How the Independent Movement Went Left By Going Right
By Miryam Ehrlich Williamson
Over at The Hankster (named for its originator, Nancy Hanks, and a leading online voice of independent political thought), there’s a great article by Jacqueline Salit, executive editor of The Neo-Independent on the contribution of independent voters to Barack Obama’s election. The title itself is intruiging:
If you’re into electoral politics, you want to read it. The two “major” parties need to understand the significance of independents in the process of choosing our leaders. It’s easy to discount independents’ role role and seriousness of purpose, given past support of people like Ralph Nader and Ross Perot among others in past years. But we need to recognize that support for these candidates was in large measure symptomatic of discomfort with the status quo more than an endorsement of the candidates themselves.
You know I have another, minimally political, view of Barack’s astounding success. But that doesn’t detract from the influence of independents, or the statistics that Salit cites in her article. We’re just viewing the phenomenon through different glasses.
In the article, Salit talks about bipartisanship meaning more than just dealing with Republicans and Democracs. She wants independents brought into Obama’s consultations, too.
I thought about Russ Ouellette in New Hampshire, who sat across the table from Obama just weeks before the New Hampshire primary. In a dialogue about nonpartisan government, with TV cameras recording the conversation, Obama said: “If there’s a Republican out there who is the best person for any particular Cabinet position or any administrative agency that’s going to make a difference, then I will make that appointment.” Russ replied, “That’s great. But I don’t think being independent means just reaching across to Republicans.” And Obama replied, “Well, that includes independents. I mean, independents even better.”

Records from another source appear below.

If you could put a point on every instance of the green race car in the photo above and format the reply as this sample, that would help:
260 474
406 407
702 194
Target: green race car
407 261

The likelihood that Obama will find a true independent to serve in his administration is smaller than small. It’s not because he’s uninterested in reaching out, but because, unless your name is Ralph Nader (who polled 0.56% of the popular vote last November) independence doesn’t give you an opportunity to get noticed among the rest of the 131 million of us who voted, or even the six million (some of them actual independents) who got involved in the Obama campaign.
In this country, it’s almost always running for office as a Democrat or Republican that gets you noticed. The outstanding exception is Bernie Sanders, Vermont’s socialist Senator, who runs as an independent (and votes with the Democratic caucus. Who else could a socialist vote with?)
This fact of life in our two-party system is something the independent movement must deal with, as must the rest of us, because we’re missing some valuable input. And that raises a quesion: If you run as a candidate of the Independent movement, are you still independent?